Council staff – who have been accused of having James Bond delusions – have been secretly taking photographs and video of the public.

In some cases, cameras have been hidden in tin cans, or inside the homes of the neighbours of their ‘target’.

Poole Council admitted spying on a family to find out if they were really living in a school catchment area

Most notoriously, Poole Council admitted spying on a family to find out if they were really living in a school catchment area. Jenny Paton and her family were put under surveillance without their knowledge for more than two weeks.

The council admitted using RIPA powers on six occasions in total. Three of those were for suspected fraudulent school place applications.

The Coalition’s Protection of Freedoms Bill will reform RIPA – forcing councils to get authorisation from a magistrate before they can go on spying missions. But Justice says the new safeguards are insufficient and RIPA should be scrapped. It calls for an entirely new regime to be put in place.

Justice’s Angela Patrick  said: ‘The time has come for Parliament to undertake root-and-branch reform of Britain’s surveillance powers and provide genuinely effective safeguards against abuse.’
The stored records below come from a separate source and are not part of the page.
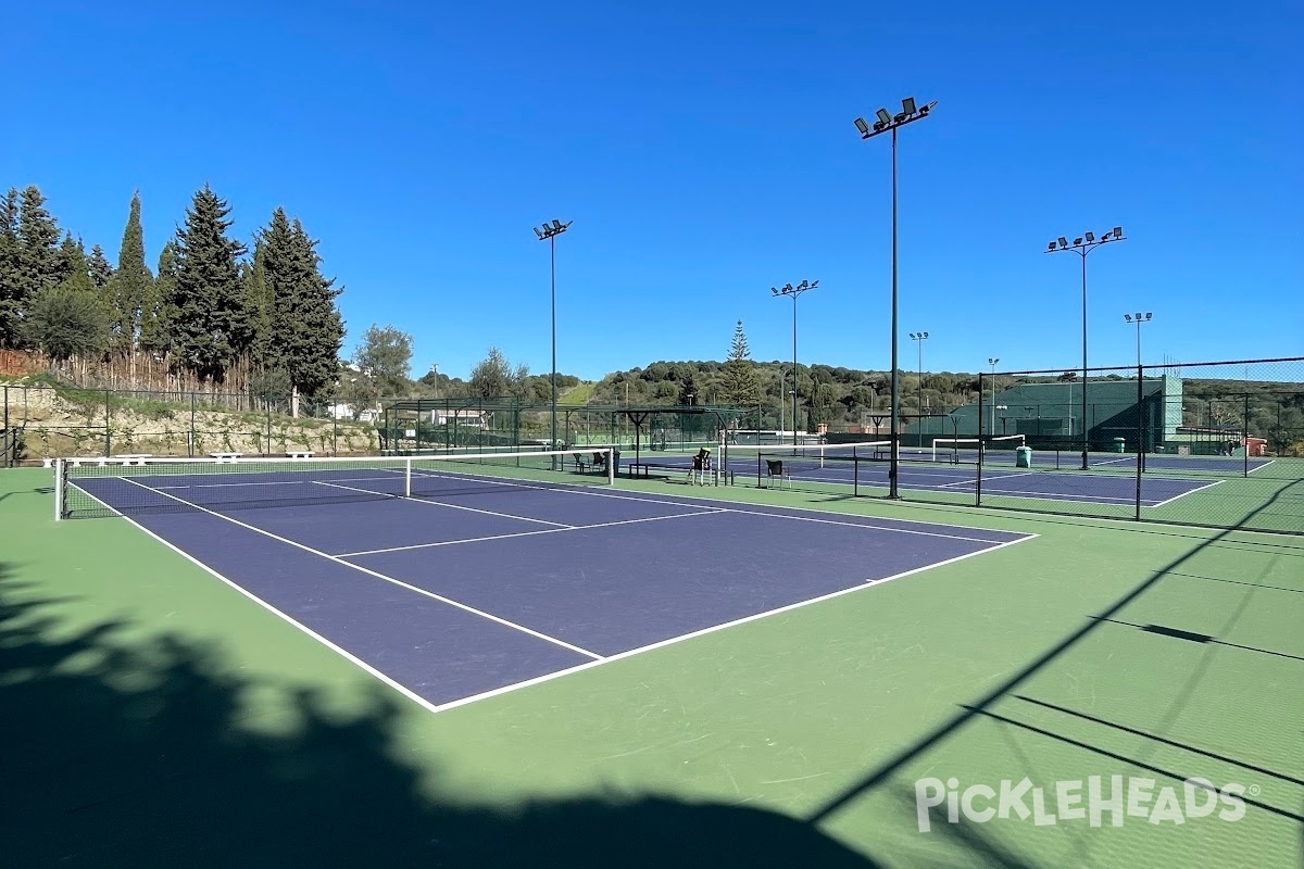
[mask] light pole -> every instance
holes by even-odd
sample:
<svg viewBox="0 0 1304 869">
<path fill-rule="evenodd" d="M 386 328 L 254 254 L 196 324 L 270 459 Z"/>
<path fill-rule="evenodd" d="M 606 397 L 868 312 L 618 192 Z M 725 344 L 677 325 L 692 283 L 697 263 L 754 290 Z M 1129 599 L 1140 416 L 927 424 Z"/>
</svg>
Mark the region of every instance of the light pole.
<svg viewBox="0 0 1304 869">
<path fill-rule="evenodd" d="M 988 356 L 987 365 L 991 366 L 991 430 L 987 436 L 996 434 L 996 362 L 999 358 Z"/>
<path fill-rule="evenodd" d="M 1149 323 L 1150 318 L 1151 318 L 1150 311 L 1146 311 L 1145 314 L 1137 311 L 1136 315 L 1133 314 L 1123 315 L 1123 319 L 1125 322 L 1137 324 L 1137 369 L 1141 367 L 1141 323 Z"/>
<path fill-rule="evenodd" d="M 866 124 L 863 117 L 855 119 L 855 129 L 861 132 L 862 139 L 874 138 L 880 133 L 892 130 L 892 461 L 888 465 L 888 498 L 900 498 L 897 495 L 897 469 L 901 460 L 901 438 L 897 426 L 901 388 L 897 379 L 896 132 L 900 126 L 927 117 L 928 112 L 936 104 L 938 100 L 934 100 L 927 106 L 917 107 L 914 96 L 906 96 L 901 100 L 901 111 L 896 115 L 888 115 L 888 109 L 885 108 L 875 112 L 878 120 L 874 121 L 874 126 Z"/>
<path fill-rule="evenodd" d="M 784 442 L 784 403 L 788 401 L 788 371 L 778 369 L 778 443 Z"/>
<path fill-rule="evenodd" d="M 928 340 L 927 332 L 910 332 L 910 339 L 918 341 L 919 345 L 919 416 L 923 416 L 923 343 Z M 921 426 L 923 422 L 919 423 Z M 922 429 L 921 429 L 922 430 Z"/>
<path fill-rule="evenodd" d="M 1048 254 L 1072 250 L 1082 258 L 1082 470 L 1090 468 L 1088 453 L 1091 451 L 1091 426 L 1086 422 L 1086 254 L 1101 245 L 1123 241 L 1123 227 L 1114 227 L 1099 238 L 1095 237 L 1095 233 L 1088 232 L 1074 238 L 1073 244 L 1068 244 L 1068 240 L 1060 236 L 1046 246 Z"/>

The report also warns that Britain has the largest DNA database in the world and the largest number of CCTV cameras. It highlights how the  public readily hands over information, via supermarket loyalty cards and Oyster London Underground travel passes, which can be used to track a person’s movements.

A Home Office spokesman said: ‘The first duty of the state is the protection of its citizens, but this should never be an excuse for the government to intrude into people’s private lives. This is why we are changing the law to restore common sense and prevent local authorities using surveillance for trivial offences.’